Because body image and eating disorders have caused extreme health risks to dancers, ballet companies are speaking up about body image and eating disorders. They educate their dancers about eating healthy. A report issues by Dance/USA says dance staff should agree that too thin is not encouraged and will not be tolerated. Several dieticians at ballet companies are showing dancers how to follow a healthy diet, and want them to store food at their rehearsal space. Dancers need to be eating foods with protein, calcium and fiber in addition to drinking lots of water. A dancer’s schedule is hectic so eating small meals throughout the day boosts their energy levels.

I like that ballet companies are teaching their dancers that being healthy is more important than their weight number. I really hope to see more dancers happy with their bodies, and I am glad more professional companies are talking openly about this issue rather than brushing under the rug like in previous times.

Ballet dancers cover a small group of society that suffers from negative body image. Our society needs to change its opinion on body image for women and men. Feminists, critics and others can make changes by commenting on peoples’ outfits and hair styles instead of weight. They can say a ballet dancer performed an amazing pirouette sequence, or a powerful grand jeté instead of saying they are not “thin enough.”

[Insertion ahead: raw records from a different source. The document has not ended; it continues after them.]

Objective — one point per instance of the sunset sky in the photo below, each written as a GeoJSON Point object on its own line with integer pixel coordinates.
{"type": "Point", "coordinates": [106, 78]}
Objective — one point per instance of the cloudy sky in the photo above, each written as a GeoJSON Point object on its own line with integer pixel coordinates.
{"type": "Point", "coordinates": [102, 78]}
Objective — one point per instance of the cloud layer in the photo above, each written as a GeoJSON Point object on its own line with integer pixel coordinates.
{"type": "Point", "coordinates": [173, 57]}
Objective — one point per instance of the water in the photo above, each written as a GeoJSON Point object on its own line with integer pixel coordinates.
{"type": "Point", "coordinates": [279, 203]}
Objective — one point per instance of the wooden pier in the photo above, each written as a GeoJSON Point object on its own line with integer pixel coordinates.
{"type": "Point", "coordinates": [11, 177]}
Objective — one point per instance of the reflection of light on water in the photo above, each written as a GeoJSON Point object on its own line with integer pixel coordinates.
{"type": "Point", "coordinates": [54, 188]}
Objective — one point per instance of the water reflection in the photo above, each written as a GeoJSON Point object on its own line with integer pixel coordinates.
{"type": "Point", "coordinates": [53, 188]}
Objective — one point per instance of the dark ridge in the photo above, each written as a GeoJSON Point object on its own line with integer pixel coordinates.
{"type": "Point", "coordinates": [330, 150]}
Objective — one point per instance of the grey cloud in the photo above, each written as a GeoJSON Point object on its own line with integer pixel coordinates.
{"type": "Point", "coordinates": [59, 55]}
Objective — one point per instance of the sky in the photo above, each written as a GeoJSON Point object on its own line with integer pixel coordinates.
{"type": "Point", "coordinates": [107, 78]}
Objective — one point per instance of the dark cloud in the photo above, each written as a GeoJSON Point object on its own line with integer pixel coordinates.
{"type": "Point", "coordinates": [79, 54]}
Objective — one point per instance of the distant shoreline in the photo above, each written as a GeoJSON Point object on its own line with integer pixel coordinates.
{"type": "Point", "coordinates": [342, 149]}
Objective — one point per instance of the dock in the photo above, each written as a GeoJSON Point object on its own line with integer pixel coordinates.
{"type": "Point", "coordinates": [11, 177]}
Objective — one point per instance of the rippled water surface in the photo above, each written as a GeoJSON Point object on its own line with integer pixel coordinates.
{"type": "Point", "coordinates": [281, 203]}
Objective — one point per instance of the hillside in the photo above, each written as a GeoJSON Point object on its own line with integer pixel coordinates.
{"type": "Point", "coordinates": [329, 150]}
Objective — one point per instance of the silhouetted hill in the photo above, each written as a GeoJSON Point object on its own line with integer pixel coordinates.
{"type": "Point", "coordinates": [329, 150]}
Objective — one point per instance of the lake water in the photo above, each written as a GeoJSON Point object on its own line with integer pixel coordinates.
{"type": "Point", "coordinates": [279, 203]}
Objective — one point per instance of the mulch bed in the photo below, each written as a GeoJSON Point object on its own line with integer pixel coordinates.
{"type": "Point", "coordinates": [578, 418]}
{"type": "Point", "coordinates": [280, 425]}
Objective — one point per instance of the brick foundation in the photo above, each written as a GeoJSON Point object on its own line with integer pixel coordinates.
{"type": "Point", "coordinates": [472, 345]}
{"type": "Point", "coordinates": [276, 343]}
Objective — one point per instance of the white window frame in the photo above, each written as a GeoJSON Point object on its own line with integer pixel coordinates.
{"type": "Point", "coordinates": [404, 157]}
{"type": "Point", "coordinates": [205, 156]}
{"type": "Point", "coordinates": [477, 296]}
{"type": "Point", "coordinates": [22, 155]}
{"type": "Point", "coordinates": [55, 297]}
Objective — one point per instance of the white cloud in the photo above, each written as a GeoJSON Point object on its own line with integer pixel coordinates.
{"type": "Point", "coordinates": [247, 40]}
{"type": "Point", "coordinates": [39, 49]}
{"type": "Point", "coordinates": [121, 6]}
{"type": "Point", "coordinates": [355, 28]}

Dancers and others also need to maintain positive thoughts about their bodies. Unfortunately, some people still call dancers fat; tell them they should lose weight, or other hurtful comments. Dancers should not listen to these individual, and I highly encourage people making degrading comments to think about how hurtful they are and to keep their opinions to themselves.

I hope this message reaches dancers across the Pacific Northwest. You all are beautiful.  Merde to those performing in the Nutcracker this December!